Setelah ibunya menyudahi kata – katanya, gadis kecil yang mungil itu tampak semakin menenggelamkan wajahnya ke dalam pelukan ibunya. Kedua tangan kecilnya terus saja berkalung di leher ibunya sambil terpejam. Sesekali salah satu tangannya mengelus – elus pipi ibunya dengan sayang. Dan elusan itu dibalas oleh ibunya dengan belaian – belaian lembut pada rambutnya yang kering.

Sesaat keduanya tidak ada yang berkata – kata lagi. Angin siang yang semilir di kolong jembatan itu terasa bergerak halus seolah terbawa suasana seorang ibu yang tengah duduk memangku dan memeluk anaknya di pinggir bibir sungai.

“Bu, setelah dzuhur nanti, aku boleh ikut bermain di Madrasah kampung seberang ya bu!”. Pinta anaknya tiba – tiba.

Dan hanya dengan seulas senyuman dari ibunya, anak perempuannya yang masih kecil itu terlihat gembira seakan mengerti bahwa senyuman ibuanya itu merupakan restu yang ia harapkan.

“Terimakasih ya bu, aku ingin bermain dan melihat teman – teman belajar di madrasah”. Kata anaknya riang.

“Iya, tapi kamu harus janji, jangan sampai mengganggu belajar mereka ya!”. Pesan ibunya.

“Aku janji bu!”. Jawab anaknya bersemangat.

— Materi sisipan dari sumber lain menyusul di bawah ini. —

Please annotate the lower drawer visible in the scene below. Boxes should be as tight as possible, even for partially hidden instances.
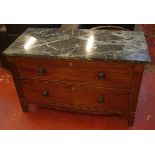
[21,80,130,111]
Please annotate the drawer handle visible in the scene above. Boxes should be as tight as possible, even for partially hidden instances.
[98,72,105,80]
[42,91,49,96]
[38,67,46,75]
[98,96,104,103]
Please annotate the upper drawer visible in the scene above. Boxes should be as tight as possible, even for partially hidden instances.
[8,57,134,89]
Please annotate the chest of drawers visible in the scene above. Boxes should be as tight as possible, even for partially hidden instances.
[3,29,150,125]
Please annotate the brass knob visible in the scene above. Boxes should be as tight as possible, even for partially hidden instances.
[42,91,49,96]
[98,72,105,80]
[38,67,46,75]
[69,62,72,68]
[98,96,104,103]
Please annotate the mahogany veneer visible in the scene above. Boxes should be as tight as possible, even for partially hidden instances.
[1,29,150,125]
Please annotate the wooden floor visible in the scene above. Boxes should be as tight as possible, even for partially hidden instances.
[0,25,155,130]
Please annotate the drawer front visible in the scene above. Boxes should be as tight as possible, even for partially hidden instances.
[10,58,133,89]
[22,81,130,111]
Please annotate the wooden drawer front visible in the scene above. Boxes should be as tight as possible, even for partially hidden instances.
[22,81,130,111]
[11,58,133,89]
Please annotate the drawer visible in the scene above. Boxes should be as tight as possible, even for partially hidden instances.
[10,58,133,89]
[21,80,130,111]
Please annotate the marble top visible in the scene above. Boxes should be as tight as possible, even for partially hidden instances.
[3,28,150,62]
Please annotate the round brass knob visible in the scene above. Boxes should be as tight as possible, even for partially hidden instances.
[98,96,104,103]
[69,62,72,68]
[38,67,46,75]
[98,72,105,80]
[42,91,49,96]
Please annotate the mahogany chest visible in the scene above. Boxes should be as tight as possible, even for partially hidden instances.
[3,28,150,125]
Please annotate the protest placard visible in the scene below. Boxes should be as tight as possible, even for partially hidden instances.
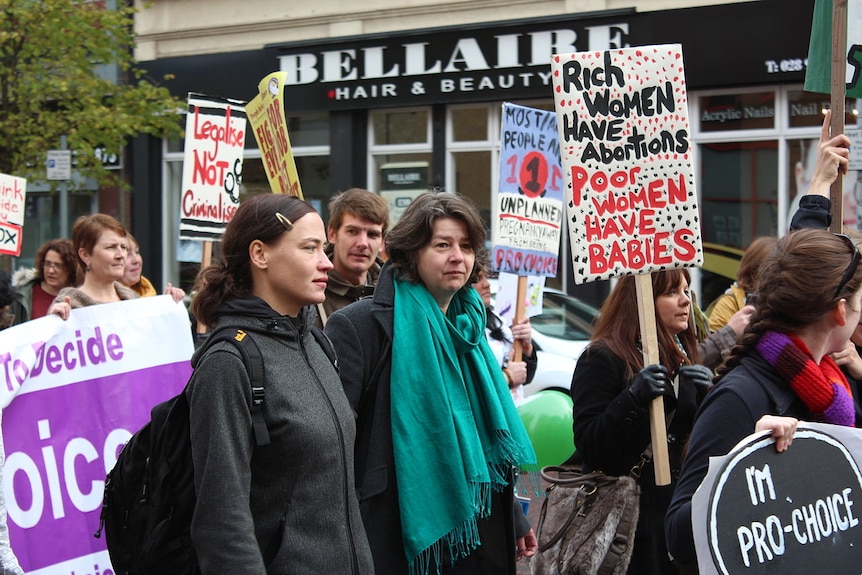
[180,94,246,241]
[0,296,193,575]
[0,174,27,257]
[551,44,703,283]
[491,103,564,277]
[246,72,302,199]
[691,423,862,575]
[551,44,703,485]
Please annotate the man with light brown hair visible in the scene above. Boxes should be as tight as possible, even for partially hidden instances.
[317,188,389,325]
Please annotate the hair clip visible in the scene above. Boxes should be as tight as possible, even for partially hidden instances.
[275,212,293,231]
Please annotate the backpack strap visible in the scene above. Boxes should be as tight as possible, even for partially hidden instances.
[203,328,270,446]
[311,319,339,371]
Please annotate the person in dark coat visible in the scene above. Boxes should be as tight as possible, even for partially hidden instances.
[326,193,537,575]
[185,194,374,575]
[665,229,862,573]
[571,269,712,575]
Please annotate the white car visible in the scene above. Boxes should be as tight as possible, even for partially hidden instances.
[524,288,599,396]
[491,280,599,396]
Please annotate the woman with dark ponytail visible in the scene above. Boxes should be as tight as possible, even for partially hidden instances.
[665,230,862,567]
[185,194,374,575]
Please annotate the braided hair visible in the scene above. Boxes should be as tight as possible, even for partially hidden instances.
[716,229,862,381]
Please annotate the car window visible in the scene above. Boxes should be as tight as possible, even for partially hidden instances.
[530,292,598,340]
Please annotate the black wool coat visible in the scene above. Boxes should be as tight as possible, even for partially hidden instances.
[325,265,523,575]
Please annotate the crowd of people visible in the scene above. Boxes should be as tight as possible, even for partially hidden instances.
[0,109,862,575]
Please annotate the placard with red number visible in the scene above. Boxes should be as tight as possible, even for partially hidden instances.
[551,44,703,283]
[491,103,564,277]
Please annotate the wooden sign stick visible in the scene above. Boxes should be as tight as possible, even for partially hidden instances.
[197,242,213,333]
[829,0,847,233]
[512,276,527,361]
[635,274,670,485]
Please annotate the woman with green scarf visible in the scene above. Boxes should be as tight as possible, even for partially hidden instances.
[326,193,536,575]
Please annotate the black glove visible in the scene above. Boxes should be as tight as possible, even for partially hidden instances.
[629,364,676,408]
[677,365,714,397]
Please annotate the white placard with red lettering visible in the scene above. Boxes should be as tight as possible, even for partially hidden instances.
[0,174,27,257]
[180,94,246,241]
[491,102,564,277]
[551,44,703,283]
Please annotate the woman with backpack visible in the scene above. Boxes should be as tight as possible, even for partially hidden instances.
[186,194,374,575]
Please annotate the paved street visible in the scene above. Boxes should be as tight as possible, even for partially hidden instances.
[518,476,544,575]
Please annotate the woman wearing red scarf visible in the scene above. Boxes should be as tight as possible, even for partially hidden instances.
[665,229,862,572]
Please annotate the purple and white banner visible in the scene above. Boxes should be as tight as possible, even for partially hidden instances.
[0,296,193,575]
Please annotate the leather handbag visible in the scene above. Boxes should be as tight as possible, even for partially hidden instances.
[530,466,640,575]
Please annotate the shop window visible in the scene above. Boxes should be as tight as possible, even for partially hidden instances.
[698,91,775,132]
[15,191,96,269]
[371,109,431,146]
[451,150,492,223]
[787,90,859,128]
[698,140,778,308]
[451,106,489,142]
[287,112,329,147]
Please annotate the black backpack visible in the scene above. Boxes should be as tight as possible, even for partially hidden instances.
[95,327,338,575]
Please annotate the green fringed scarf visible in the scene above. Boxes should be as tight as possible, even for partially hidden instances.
[391,279,537,575]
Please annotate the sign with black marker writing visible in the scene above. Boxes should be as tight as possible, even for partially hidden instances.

Tak henti – hentinya anak itu menciumi pipi ibunya dengan sayang.

“Memangnya apa yang mereka pelajari nak?” Tanya ibu itu sambil terus membelai rambut anaknya.

“Mereka belajar membaca tulisan arab, terus gurunya juga suka bercerita tentang nabi yunus yang dimakan ikan paus, teruss…, pokoknya banyak deh bu..!” Kata

anaknya menjelaskan.

“Kamu tidak dimarahi sama gurunya ikut belajar sama mereka?” Tanya ibunya

lembut.

“Tidak bu, kan aku cuma mengintip dari luar. Jadi aku tidak ketahuan…”. Ucap anaknya polos.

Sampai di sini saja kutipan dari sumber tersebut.